# Quarterly and security fixes



## einsibjani (Sep 20, 2018)

I'm sure this has been asked and answered in other threads, but I'm still unsure of what is best for my scenario. I manage multiple FreeBSD servers and security is a big concern. Recently we started migrating servers from our own Poudriere server and to the default repo. After running a few of our servers on the quarterly repo we are seeing  packages with vulnerabilities that are not getting security fixes backported (postgresql10-server, openjpeg) and other ports where security fixes took a long time coming (curl). I'm sure I could create a PR for these ports and possibly speed up the process, but I'm asking myself whether I'm better off on latest and dealing with breakages, rather than waiting for security fixes and working around them not coming?

I'm interested to hear what you are doing and why.


----------



## SirDice (Sep 20, 2018)

I would switch back to Poudriere actually. That way you can keep track of the latest ports but it's left up to you when and how you 'snapshot' it. So you could basically create your own quarterly type repository.

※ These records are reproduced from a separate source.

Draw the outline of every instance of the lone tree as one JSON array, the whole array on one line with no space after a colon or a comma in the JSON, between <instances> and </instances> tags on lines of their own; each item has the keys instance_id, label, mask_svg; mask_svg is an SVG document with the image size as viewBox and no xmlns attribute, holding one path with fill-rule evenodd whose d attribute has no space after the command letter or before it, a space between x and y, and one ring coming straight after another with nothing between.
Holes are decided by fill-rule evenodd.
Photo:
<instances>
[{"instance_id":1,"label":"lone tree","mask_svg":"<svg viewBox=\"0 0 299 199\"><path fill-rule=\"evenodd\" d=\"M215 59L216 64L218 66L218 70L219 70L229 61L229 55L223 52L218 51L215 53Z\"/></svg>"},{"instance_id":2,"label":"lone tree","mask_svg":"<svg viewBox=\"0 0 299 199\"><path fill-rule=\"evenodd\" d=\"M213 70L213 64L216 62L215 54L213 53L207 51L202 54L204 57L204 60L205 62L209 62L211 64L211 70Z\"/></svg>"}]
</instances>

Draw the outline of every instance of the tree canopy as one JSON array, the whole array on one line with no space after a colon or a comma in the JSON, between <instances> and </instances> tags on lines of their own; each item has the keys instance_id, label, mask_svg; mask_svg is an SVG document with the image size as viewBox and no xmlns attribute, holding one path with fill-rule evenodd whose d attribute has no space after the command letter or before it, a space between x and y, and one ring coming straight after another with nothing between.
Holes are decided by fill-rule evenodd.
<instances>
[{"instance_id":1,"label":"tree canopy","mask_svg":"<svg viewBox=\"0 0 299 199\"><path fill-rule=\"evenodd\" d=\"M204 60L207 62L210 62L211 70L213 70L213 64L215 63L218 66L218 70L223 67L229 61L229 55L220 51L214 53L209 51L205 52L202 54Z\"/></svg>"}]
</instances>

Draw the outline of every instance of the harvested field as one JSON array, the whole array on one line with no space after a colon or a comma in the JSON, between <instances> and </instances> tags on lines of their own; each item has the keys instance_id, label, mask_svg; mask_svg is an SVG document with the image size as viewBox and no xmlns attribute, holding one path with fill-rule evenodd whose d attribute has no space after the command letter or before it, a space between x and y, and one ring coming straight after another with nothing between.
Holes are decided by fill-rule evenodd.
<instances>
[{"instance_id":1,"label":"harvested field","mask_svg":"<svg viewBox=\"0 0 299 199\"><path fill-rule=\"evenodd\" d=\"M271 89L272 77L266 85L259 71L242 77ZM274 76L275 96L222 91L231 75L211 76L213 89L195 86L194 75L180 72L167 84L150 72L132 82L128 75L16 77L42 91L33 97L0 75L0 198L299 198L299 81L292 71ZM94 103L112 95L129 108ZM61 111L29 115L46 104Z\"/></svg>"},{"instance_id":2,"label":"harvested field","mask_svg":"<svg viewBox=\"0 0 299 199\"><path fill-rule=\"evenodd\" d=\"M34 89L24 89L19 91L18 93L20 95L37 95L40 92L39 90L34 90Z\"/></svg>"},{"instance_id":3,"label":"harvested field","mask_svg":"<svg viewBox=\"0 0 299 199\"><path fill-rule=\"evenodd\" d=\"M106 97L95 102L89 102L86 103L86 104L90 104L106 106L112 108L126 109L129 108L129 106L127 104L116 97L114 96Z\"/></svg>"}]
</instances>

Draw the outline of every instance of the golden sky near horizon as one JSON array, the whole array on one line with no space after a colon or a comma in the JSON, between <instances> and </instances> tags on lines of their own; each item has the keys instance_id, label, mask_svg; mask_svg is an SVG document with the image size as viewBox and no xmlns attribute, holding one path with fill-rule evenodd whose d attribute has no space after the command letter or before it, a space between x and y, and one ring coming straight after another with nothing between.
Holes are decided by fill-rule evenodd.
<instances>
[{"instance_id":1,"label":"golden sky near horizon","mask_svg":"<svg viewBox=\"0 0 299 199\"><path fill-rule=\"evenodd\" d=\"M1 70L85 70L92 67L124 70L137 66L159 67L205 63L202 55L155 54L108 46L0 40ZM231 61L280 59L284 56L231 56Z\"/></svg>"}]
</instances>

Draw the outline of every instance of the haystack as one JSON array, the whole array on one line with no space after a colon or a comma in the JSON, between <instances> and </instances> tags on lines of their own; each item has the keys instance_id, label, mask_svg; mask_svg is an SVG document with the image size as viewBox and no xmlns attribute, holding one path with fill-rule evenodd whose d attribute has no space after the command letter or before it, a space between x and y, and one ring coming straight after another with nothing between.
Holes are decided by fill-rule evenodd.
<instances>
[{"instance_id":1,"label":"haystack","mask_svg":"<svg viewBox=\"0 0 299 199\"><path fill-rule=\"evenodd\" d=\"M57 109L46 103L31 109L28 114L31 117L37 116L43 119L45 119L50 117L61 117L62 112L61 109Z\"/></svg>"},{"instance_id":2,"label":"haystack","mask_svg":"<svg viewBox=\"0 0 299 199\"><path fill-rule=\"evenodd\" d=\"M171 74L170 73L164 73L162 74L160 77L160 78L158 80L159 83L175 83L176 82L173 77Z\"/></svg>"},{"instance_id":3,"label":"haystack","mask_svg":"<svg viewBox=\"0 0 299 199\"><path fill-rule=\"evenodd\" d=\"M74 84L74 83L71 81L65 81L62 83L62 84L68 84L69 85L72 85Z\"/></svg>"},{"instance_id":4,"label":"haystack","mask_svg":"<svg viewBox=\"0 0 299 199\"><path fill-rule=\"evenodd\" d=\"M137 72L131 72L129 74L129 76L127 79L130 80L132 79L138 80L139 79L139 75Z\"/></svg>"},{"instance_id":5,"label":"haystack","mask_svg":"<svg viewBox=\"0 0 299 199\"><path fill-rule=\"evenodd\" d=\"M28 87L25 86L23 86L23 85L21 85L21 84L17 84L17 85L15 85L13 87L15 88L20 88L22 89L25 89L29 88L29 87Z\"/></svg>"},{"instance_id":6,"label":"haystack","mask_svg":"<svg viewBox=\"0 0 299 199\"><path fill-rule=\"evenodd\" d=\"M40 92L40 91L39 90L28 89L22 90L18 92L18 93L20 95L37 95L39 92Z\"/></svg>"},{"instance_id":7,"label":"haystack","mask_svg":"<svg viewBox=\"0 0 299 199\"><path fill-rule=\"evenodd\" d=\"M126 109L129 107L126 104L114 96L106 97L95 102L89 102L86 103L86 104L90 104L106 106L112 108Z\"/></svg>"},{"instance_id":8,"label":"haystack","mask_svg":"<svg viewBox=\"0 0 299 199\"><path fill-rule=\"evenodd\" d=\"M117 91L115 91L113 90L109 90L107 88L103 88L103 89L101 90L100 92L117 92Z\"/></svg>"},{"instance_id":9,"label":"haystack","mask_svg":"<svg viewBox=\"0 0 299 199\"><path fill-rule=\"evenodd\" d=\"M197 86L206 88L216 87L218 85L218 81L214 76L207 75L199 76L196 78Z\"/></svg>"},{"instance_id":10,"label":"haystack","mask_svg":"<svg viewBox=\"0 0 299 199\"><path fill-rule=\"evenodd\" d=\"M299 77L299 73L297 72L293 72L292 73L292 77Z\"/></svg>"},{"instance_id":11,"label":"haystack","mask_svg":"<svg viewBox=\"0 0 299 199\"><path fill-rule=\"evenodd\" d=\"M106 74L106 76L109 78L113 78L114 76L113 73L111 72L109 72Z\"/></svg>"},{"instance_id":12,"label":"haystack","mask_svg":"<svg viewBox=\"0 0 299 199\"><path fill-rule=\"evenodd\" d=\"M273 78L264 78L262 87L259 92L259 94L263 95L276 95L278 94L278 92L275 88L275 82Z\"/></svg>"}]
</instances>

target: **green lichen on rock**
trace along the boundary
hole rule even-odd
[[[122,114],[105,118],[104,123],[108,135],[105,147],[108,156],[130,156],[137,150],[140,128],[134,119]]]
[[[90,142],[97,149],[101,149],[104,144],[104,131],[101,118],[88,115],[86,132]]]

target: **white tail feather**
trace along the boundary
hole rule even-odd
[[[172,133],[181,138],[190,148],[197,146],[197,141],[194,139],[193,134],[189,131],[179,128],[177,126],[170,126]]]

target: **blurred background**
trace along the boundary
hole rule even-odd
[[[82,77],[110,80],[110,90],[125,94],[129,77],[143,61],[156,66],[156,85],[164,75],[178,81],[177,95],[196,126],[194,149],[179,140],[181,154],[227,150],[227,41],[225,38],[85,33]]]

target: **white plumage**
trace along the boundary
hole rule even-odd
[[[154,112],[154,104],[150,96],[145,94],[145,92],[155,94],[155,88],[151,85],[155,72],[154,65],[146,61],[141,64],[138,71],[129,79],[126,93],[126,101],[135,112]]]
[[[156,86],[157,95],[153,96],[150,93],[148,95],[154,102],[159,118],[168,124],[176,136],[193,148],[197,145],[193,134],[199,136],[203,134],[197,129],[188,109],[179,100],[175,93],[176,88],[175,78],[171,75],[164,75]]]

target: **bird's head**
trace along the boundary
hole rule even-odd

Or a monthly, or weekly.


----------



## leebrown66 (Sep 21, 2018)

+1 what SirDice said.
You can patch things yourself; keep the last X repos so you can rollback and forward; update overnight; have different repos for different option sets.  

For example I have one repo for servers with conservative options without office, browser applications, while my workstation repo has all the office stuff, browsers, lots of options tuned.


----------